Flora encourages Bernard to solve his problems by making a plan and using his wishes to execute it. Bernard is slow to come up with a good plan, and his early wishes tend to go awry. For example, when his family comes to visit, he accidentally sends one of them briefly to a fiery hell before sending them all back home. Another involves redecorating the apartment in a way that his wife might like, including swapping the Mona Lisa for a framed football jersey, which she never liked to see hanging on the wall. This ends up with Bernard and Flora being arrested and threatened with extradition to France. Nevertheless, Bernard is able to reconnect with his daughter and makes some wishes that help fulfill the Christmas dreams of children and house the homeless. Flora comes to respect Bernard's character. She also develops a romantic interest in Bernard's doorman, Lenny.

Bernard has seen that Flora is rather sad and lonely as a genie, and he uses a wish to free her. She tells him that he will still have three wishes afterwards. He uses the first wish to go back in time to the point before he had missed his daughter's birthday. He quits his job at the auction house, instead taking his wife and daughter out for her birthday, and giving her a doll house, which she had hoped for. He uses his last two wishes to make sure that they have a wonderful dinner at an exclusive restaurant. Three months later, Bernard goes out to pick up a pizza: Lenny now is running Bernard's favorite pizza joint, and Flora is making the pies.

==Production==
In December 2022, it was reported that Universal Pictures and Working Title had cast Melissa McCarthy to star the film written by Richard Curtis, which is a remake of his 1991 BBC television film Bernard and the Genie. In January 2023, Paapa Essiedu joined to star opposite McCarthy. Alan Cumming, who plays Bernard's boss, portrayed Bernard in the 1991 television film.

Directed by Sam Boyd, principal photography took place in New York City in March 2023.

==Release==
Genie was released on Peacock on November 22, 2023.

==Reception==
 Metacritic, which uses a weighted average, assigned the film a score of 35 out of 100, based on 7 critics, indicating "generally unfavorable" reviews.

Owen Gleiberman of Variety wrote "It's certainly a wholesome Christmas cookie of a movie, so if that's your thing by all means make it a holiday streaming snack.

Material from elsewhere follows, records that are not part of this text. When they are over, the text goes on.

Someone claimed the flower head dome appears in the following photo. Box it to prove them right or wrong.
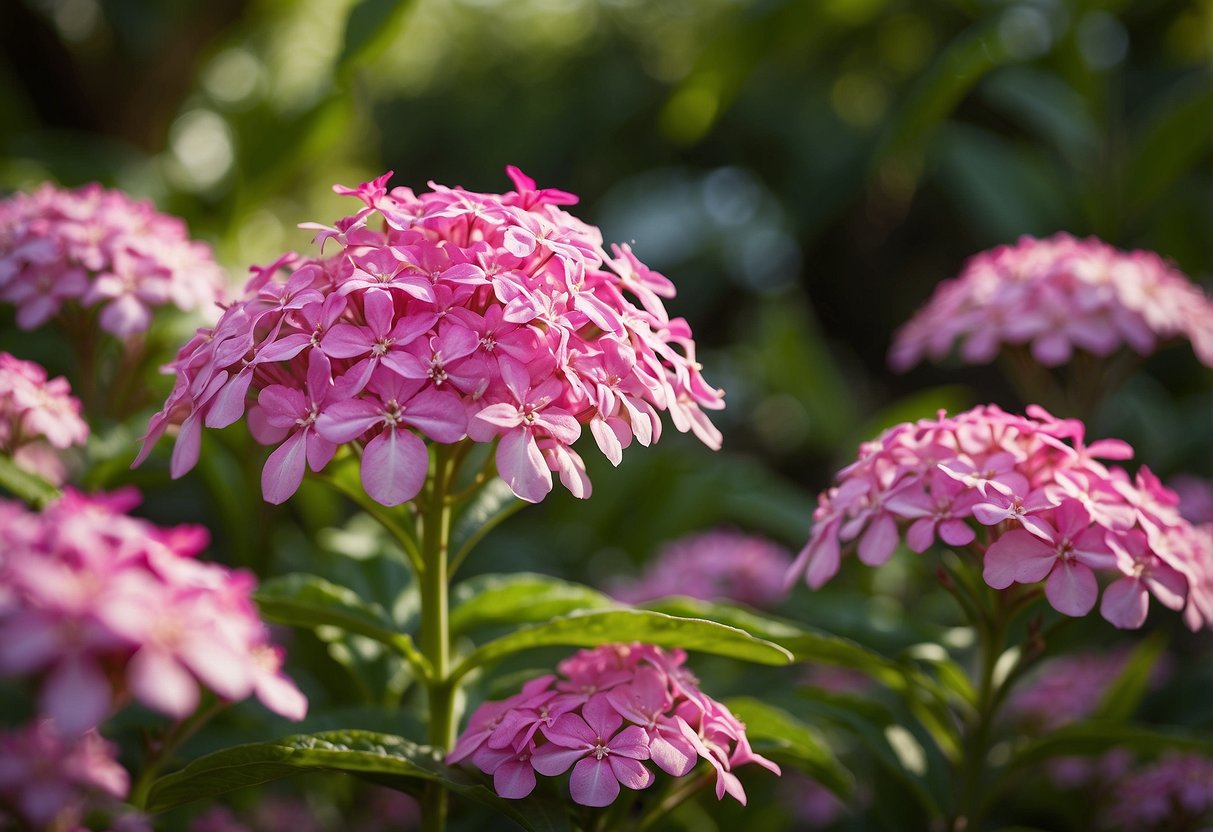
[141,167,723,506]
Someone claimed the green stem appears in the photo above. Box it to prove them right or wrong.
[126,700,227,809]
[417,444,462,832]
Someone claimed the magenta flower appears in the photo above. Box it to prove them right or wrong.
[135,169,723,505]
[0,491,307,735]
[889,233,1213,370]
[0,353,89,485]
[531,696,654,807]
[0,184,226,338]
[787,405,1213,629]
[446,644,779,807]
[0,719,130,830]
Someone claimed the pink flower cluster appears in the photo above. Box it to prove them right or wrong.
[889,233,1213,370]
[446,644,780,807]
[0,353,89,485]
[1101,753,1213,832]
[139,167,723,506]
[788,405,1213,629]
[0,719,152,832]
[611,529,792,608]
[0,490,307,735]
[0,184,226,338]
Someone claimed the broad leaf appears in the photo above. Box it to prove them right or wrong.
[450,572,617,633]
[725,696,855,798]
[452,610,792,679]
[255,574,429,676]
[0,455,59,508]
[147,731,568,832]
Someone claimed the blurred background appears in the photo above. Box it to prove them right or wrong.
[0,0,1213,829]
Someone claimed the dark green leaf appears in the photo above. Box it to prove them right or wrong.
[725,696,855,798]
[0,455,59,508]
[450,572,617,633]
[147,731,568,832]
[256,574,429,674]
[1007,720,1213,770]
[452,610,792,679]
[1092,631,1167,722]
[1126,69,1213,211]
[337,0,411,72]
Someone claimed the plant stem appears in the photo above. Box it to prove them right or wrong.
[417,444,461,832]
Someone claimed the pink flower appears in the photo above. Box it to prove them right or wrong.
[611,530,791,608]
[786,405,1213,629]
[0,491,307,735]
[0,353,89,485]
[446,644,779,807]
[889,233,1213,370]
[0,184,224,338]
[135,169,723,505]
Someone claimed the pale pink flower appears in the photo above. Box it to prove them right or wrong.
[0,184,224,338]
[446,644,779,807]
[135,169,723,505]
[0,353,89,485]
[0,719,130,830]
[787,405,1213,629]
[0,491,307,735]
[889,233,1213,370]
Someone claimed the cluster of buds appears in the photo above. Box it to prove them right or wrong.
[446,644,779,807]
[788,405,1213,631]
[0,490,307,735]
[0,184,226,338]
[141,169,723,506]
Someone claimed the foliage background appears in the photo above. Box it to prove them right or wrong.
[0,0,1213,829]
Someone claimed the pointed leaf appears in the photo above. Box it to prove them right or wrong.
[725,696,855,798]
[255,572,429,676]
[147,730,569,832]
[451,610,792,679]
[450,572,616,633]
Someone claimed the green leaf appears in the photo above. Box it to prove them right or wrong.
[452,610,792,679]
[801,689,944,816]
[255,572,431,676]
[337,0,412,73]
[147,731,568,832]
[0,455,59,508]
[1124,69,1213,211]
[1007,720,1213,771]
[450,572,617,633]
[1092,631,1167,722]
[450,477,519,572]
[725,696,855,798]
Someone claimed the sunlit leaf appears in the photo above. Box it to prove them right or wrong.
[0,455,59,508]
[450,572,617,633]
[454,610,792,678]
[725,696,855,798]
[147,731,568,832]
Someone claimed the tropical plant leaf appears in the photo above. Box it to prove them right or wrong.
[255,572,429,676]
[0,455,59,508]
[146,731,568,832]
[452,610,792,679]
[450,572,617,633]
[725,696,855,798]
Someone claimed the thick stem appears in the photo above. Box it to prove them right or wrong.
[417,444,459,832]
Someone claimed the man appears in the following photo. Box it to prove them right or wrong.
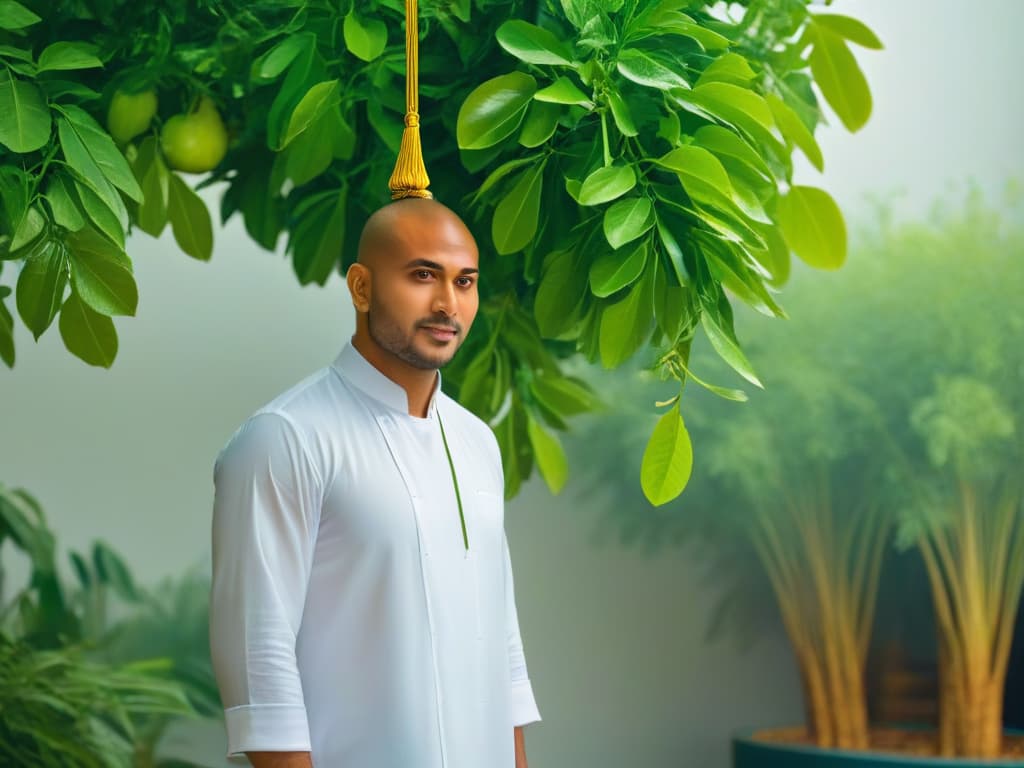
[210,199,540,768]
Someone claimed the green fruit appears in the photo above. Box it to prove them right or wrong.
[106,90,157,144]
[160,96,227,173]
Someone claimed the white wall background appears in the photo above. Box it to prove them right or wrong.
[0,0,1024,768]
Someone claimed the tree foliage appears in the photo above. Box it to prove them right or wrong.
[0,0,881,503]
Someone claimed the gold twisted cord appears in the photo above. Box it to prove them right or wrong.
[388,0,434,200]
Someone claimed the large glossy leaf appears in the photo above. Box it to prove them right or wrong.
[59,292,118,368]
[289,186,348,286]
[526,416,569,495]
[811,13,883,50]
[456,72,537,150]
[580,165,637,206]
[490,163,544,254]
[0,68,51,153]
[810,27,871,131]
[603,198,654,248]
[38,42,103,72]
[519,101,563,147]
[167,173,213,261]
[599,264,654,369]
[342,10,387,61]
[57,104,142,201]
[777,185,846,269]
[495,18,572,66]
[15,239,68,339]
[765,93,825,171]
[640,407,693,507]
[67,229,138,315]
[616,48,690,90]
[275,80,341,150]
[534,77,594,110]
[590,241,650,298]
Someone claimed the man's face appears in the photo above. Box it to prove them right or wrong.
[367,217,479,370]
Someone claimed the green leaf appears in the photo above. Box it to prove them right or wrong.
[342,10,387,61]
[15,240,68,340]
[274,80,341,150]
[534,77,594,110]
[0,69,51,154]
[67,229,138,315]
[289,185,348,286]
[526,416,569,496]
[495,18,572,66]
[810,27,871,131]
[167,173,213,261]
[608,91,638,136]
[135,136,171,238]
[59,292,118,368]
[38,42,103,72]
[615,48,690,90]
[765,93,825,171]
[696,52,757,87]
[490,163,544,254]
[456,72,537,150]
[590,241,650,298]
[43,173,85,232]
[598,264,654,369]
[519,101,563,148]
[580,165,637,206]
[57,104,142,204]
[604,198,654,249]
[700,307,764,389]
[253,32,316,82]
[811,13,883,50]
[640,406,693,507]
[0,0,43,30]
[0,296,14,368]
[777,185,846,269]
[75,178,128,248]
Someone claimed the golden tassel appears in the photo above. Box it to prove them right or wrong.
[388,0,434,200]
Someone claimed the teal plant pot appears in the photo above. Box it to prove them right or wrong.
[732,731,1024,768]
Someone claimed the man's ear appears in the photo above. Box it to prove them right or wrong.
[345,262,371,312]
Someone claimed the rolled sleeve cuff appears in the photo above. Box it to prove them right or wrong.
[510,680,541,728]
[224,705,310,758]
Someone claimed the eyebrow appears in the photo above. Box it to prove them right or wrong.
[406,259,480,274]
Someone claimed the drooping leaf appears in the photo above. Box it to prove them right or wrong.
[490,163,544,254]
[15,239,68,340]
[0,68,51,154]
[67,229,138,315]
[640,407,693,507]
[342,9,387,61]
[580,165,637,206]
[495,18,572,66]
[590,241,650,298]
[603,198,654,249]
[58,292,118,368]
[777,185,846,269]
[810,27,871,131]
[167,173,213,261]
[38,42,103,72]
[456,72,537,150]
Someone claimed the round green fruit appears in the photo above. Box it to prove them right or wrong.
[106,90,157,144]
[160,96,227,173]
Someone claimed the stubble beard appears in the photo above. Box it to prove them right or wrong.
[367,300,462,371]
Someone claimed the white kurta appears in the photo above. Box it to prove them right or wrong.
[210,344,540,768]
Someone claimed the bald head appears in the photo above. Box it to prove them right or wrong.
[356,198,476,269]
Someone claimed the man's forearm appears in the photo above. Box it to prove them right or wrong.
[514,725,527,768]
[246,752,313,768]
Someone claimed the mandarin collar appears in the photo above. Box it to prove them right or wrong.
[332,341,441,419]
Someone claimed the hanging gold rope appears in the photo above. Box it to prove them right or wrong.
[388,0,434,200]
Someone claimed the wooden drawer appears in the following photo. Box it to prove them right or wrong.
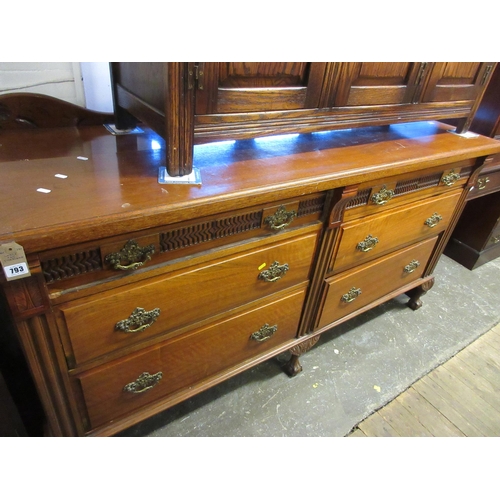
[343,159,475,222]
[39,193,325,295]
[318,236,438,328]
[330,191,462,272]
[58,228,317,365]
[78,288,305,427]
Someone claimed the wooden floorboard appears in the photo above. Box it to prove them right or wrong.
[348,324,500,437]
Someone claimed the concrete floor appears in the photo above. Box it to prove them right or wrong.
[119,256,500,437]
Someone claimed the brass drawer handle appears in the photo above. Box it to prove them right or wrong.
[356,234,378,252]
[259,261,289,283]
[115,307,160,333]
[441,170,460,186]
[477,177,490,190]
[340,286,361,304]
[123,372,163,394]
[403,260,420,274]
[264,205,297,231]
[250,323,278,342]
[424,212,443,227]
[371,186,394,205]
[104,240,155,271]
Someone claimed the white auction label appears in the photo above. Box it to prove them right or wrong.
[3,262,30,279]
[0,241,31,281]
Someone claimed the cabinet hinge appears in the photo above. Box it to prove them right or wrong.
[481,64,493,87]
[188,63,205,90]
[416,63,427,87]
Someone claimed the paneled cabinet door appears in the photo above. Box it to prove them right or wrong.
[323,62,425,107]
[419,62,495,107]
[193,62,326,115]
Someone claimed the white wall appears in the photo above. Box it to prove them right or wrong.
[0,62,113,112]
[0,62,85,106]
[80,62,113,113]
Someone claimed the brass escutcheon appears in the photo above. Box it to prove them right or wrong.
[403,259,420,274]
[115,307,160,333]
[104,240,155,271]
[441,170,460,186]
[424,212,443,227]
[477,177,490,190]
[371,186,394,205]
[340,286,361,303]
[250,323,278,342]
[356,234,378,252]
[123,372,163,394]
[264,205,297,231]
[259,261,289,283]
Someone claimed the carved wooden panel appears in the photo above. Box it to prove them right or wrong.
[196,62,325,115]
[160,210,262,252]
[41,248,102,283]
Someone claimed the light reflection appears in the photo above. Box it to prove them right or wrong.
[195,141,236,149]
[254,134,300,143]
[151,139,161,150]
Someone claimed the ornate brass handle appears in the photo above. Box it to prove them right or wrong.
[477,177,490,190]
[340,286,361,303]
[123,372,163,394]
[356,234,378,252]
[441,170,460,186]
[264,205,297,231]
[115,307,160,333]
[259,260,289,283]
[424,212,443,227]
[250,323,278,342]
[104,240,155,271]
[403,260,420,274]
[371,186,394,205]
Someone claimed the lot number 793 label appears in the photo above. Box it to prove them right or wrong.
[3,262,30,279]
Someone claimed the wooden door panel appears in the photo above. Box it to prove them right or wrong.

But it's my wish that Melissa McCarthy would get the great comedy she deserves." The Hollywood Reporters Frank Scheck wrote, "To be fair, the film directed by Sam Boyd has its amusing moments, thanks to Curtis' well-honed comic instincts. Essiedu nicely underplays as Bernard, going more for emotion than cheap laughs, and McCarthy is such a warm, engaging presence that you'll search your home for any old-looking bottle that might contain a similarly helpful genie".